Mr. Darcy Quotes

Mr. Darcy soon drew the attention of the room by his fine, tall person, handsome features, noble mien, and the report which was in general circulation within five minutes after his entrance, of his having ten thousand a year. The gentlemen pronounced him to be a fine figure of a man, the ladies declared he was much handsomer than Mr. Bingley, and he was looked at with great admiration for about half the evening, till his manners gave a disgust which turned the tide of his popularity; for he was discovered to be proud; to be above his company, and above being pleased; and not all his large estate in Derbyshire could then save him from having a most forbidding, disagreeable countenance, and being unworthy to be compared with his friend.

– Jane Austen

Pride and Prejudice, Chapter 3. This describes the reaction to Fitzwilliam Darcy and his friend Charles Bingley at the Meryton ball, attended by the Bennet sisters and their mother. Aside from Darcy’s handsome looks, what makes a big impression on the ballgoers is that he is wealthy and worth ten thousand pounds a year. But very quickly they make up their minds from Darcy’s manner that he is insufferably proud and behaves as if he is superior to those around him. From the start they develop a dislike of and a prejudice against him. He is "unworthy" to be compared to his friend Charles Bingley, they decide. Darcy is believed to be partly based on Irish politician and lawyer Thomas Lefroy, who had a flirtation and spent some time with Jane Austen during a break from studying law. Austen’s lack of wealth is believed to have played a part in the pair not ending up together. After Lefroy died in 1869 one of his nephews wrote to Austen’s nephew James Edward Austen Leigh to say: "My late venerable uncle…said in so many words that he was in love with her, although he qualified his confession by saying it was a boyish love."

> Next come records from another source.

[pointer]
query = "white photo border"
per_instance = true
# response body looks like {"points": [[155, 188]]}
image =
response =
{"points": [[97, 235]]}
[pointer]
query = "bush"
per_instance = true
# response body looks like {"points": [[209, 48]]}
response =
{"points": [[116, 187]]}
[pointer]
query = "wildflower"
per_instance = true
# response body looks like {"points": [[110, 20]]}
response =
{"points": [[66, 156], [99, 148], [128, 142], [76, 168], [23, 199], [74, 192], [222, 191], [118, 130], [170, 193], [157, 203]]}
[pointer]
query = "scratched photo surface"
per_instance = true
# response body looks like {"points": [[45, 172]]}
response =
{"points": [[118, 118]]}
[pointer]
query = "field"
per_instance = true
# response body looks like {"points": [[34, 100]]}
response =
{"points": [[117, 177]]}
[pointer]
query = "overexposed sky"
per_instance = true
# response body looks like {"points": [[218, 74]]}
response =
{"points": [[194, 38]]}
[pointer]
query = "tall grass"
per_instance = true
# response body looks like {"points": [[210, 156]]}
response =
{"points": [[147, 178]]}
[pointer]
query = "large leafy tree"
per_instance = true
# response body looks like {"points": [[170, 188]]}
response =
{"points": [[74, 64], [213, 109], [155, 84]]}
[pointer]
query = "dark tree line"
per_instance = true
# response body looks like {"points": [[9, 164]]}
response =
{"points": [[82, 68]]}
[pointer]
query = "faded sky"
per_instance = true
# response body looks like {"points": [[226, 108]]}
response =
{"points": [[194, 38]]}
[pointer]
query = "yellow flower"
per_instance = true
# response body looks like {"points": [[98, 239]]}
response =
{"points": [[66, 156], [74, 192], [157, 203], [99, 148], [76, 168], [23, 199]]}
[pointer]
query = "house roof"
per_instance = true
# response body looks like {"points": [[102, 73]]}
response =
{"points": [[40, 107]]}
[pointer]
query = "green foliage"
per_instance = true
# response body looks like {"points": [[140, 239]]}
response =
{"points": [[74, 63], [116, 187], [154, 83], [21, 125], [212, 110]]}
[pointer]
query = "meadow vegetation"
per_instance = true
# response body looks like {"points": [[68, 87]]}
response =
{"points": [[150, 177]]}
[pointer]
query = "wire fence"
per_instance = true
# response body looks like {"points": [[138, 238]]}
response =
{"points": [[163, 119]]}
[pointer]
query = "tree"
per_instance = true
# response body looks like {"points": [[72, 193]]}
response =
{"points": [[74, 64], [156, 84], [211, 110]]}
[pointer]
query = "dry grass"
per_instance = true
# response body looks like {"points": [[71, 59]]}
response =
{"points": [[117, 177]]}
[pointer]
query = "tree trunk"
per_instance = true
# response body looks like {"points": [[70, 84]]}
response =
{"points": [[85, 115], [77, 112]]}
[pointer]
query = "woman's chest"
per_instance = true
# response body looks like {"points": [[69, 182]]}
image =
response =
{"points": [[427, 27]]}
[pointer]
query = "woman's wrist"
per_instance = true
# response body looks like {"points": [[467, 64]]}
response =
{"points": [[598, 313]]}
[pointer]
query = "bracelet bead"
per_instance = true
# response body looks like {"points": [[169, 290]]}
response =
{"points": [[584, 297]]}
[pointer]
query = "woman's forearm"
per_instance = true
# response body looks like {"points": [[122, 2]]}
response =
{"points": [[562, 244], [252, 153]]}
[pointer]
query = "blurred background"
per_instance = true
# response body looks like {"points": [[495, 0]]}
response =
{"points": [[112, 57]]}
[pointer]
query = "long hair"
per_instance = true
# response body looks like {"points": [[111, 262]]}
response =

Mr. Darcy had at first scarcely allowed her to be pretty; he had looked at her without admiration at the ball; and when they next met, he looked at her only to criticise. But no sooner had he made it clear to himself and his friends that she hardly had a good feature in her face, than he began to find it was rendered uncommonly intelligent by the beautiful expression of her dark eyes. To this discovery succeeded some others equally mortifying. Though he had detected with a critical eye more than one failure of perfect symmetry in her form, he was forced to acknowledge her figure to be light and pleasing; and in spite of his asserting that her manners were not those of the fashionable world, he was caught by their easy playfulness. Of this she was perfectly unaware; to her he was only the man who made himself agreeable nowhere, and who had not thought her handsome enough to dance with.

– Jane Austen

Pride and Prejudice, Chapter 6. Elizabeth may not have been handsome enough for Mr. Darcy to dance with at the Meryton ball, where he found her appearance just "tolerable." But now he sees Elizabeth in a new light as she and Jane spend more time with the residents of Netherfield. Observing Elizabeth close up, Darcy develops an attraction for her, despite having said earlier that she lacked the manners of his class. Now he finds himself drawn to her intelligent expression, her beautiful dark eyes, her pleasing figure and her playful personality. Darcy is mortified by his discovery, because it injures his pride – at the Meryton assembly he was "above his company, and above being pleased." Elizabeth is fully aware of his attentions, but to her he is still the disagreeable man who didn’t think she was attractive enough to dance with.